Tyler Fulton, the director of risk management with Hams Marketing Services, said most Manitoba hogs are processed within the province, but he said some farmers will still feel the impact.
“The size of that plant represents about four per cent of the U.S. slaughter,” said Fulton. “When you’ve got a plant of that size that goes down and goes dark and is not operating that means all that product needs to be routed elsewhere.”
The biggest effect, he said, will be on what Manitoba producers are paid.
“When a big plant in the U.S. goes down, what that means is the supply is of hogs is burdensome, it probably exceeds the capacity to actually process the animals which makes the value of those hogs lower,” he said. “When the U.S. price is lower, the price in Canada as it works into the formula, is also lower.”
Pork producers aren’t alone.
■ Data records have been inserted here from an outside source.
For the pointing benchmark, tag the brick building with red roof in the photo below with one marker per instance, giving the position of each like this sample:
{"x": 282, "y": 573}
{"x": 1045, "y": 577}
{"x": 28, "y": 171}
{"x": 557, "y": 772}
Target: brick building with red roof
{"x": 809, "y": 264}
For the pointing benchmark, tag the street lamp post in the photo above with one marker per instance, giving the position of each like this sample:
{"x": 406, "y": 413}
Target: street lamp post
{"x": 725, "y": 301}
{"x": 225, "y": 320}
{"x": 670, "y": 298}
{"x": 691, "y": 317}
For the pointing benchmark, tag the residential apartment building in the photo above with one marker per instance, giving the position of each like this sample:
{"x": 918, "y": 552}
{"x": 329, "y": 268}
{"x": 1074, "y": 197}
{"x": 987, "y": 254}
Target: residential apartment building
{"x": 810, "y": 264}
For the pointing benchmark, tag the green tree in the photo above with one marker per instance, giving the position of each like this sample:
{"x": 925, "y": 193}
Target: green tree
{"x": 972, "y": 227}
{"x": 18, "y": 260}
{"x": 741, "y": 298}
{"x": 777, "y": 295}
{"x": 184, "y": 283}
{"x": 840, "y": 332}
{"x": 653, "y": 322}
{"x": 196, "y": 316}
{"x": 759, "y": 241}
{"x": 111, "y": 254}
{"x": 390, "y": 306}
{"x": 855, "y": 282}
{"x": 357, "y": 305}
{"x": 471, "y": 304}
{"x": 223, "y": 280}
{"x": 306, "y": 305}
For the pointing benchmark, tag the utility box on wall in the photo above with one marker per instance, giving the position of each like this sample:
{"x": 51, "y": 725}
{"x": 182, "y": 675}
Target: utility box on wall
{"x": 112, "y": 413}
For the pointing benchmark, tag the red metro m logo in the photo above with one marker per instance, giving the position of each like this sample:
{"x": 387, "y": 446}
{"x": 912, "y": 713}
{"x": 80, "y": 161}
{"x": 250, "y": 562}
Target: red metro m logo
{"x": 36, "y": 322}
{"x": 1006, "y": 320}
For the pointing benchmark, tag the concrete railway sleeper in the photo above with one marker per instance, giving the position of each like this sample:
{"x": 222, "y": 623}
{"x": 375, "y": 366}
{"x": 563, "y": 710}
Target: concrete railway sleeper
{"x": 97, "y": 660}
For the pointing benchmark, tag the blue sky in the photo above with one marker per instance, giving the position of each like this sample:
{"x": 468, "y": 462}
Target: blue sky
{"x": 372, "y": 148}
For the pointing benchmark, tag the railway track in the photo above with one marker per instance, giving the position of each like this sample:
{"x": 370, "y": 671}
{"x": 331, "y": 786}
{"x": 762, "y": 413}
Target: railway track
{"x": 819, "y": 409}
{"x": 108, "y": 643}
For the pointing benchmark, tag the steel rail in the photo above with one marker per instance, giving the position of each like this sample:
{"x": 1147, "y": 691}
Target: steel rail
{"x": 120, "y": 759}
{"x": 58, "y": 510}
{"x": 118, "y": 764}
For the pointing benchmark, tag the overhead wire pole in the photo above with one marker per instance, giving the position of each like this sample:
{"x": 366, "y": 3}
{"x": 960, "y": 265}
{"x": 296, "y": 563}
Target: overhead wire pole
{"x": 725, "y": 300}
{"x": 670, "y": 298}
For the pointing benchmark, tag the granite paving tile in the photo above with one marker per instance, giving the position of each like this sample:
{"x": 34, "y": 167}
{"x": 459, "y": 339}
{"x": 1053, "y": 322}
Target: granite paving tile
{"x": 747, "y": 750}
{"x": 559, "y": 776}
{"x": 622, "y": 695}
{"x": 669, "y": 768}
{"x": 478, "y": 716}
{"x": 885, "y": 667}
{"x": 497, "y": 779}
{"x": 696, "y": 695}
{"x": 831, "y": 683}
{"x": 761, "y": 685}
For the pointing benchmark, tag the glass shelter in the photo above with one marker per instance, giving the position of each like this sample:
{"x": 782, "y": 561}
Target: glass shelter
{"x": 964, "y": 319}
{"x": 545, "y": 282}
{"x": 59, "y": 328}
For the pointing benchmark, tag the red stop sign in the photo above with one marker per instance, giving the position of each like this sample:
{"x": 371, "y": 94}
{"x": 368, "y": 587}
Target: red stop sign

The Cargill beef plant in High River, AB, which represents one-third of Canada’s total processing capacity, scaled back production Monday after 38 employee tested positive for COVID-19.
Manitoba Beef Producers general manager Carson Callum said the slow down is unsettling for producers.
“It could impact the ability for producers here to market their animals if this were to stretch out any further,” said Callum. “We’re definitely working with industry stakeholders and government to try to ensure that the supply of beef keeps moving and these markets keep moving in these difficult times.
Sylvain Charlebois, a professor in food distribution and policy at Dalhousie University, said processing plant closures are concerning but likely won’t have a major impact on meat supplies.
“In terms of access to food I’m not overly concerned yet because inventories are quite high for most of these products,” said Charlebois. “It can be disruptive, but it’s not disastrous.
“With cattle I’m less concerned because the production cycle is much longer, but with pork and chicken, in particular, a shut down is problematic just because when an animal is ready for harvest, it has to be harvested as soon as possible.”
Charlebois said retail pork and beef prices have been increasing since the start of the pandemic but are expected to level off, eventually.
“Farm gate prices are depressed but retail prices are still going up, which is interesting,” he said. “Because of this situation we are expecting prices not to drop anytime soon.”
Bergmann said pork producers are in talks with the federal government to deal with the situation.
“We’re producing protein and sustenance for the world,” said Bergmann. “We need to ensure that keeps going.”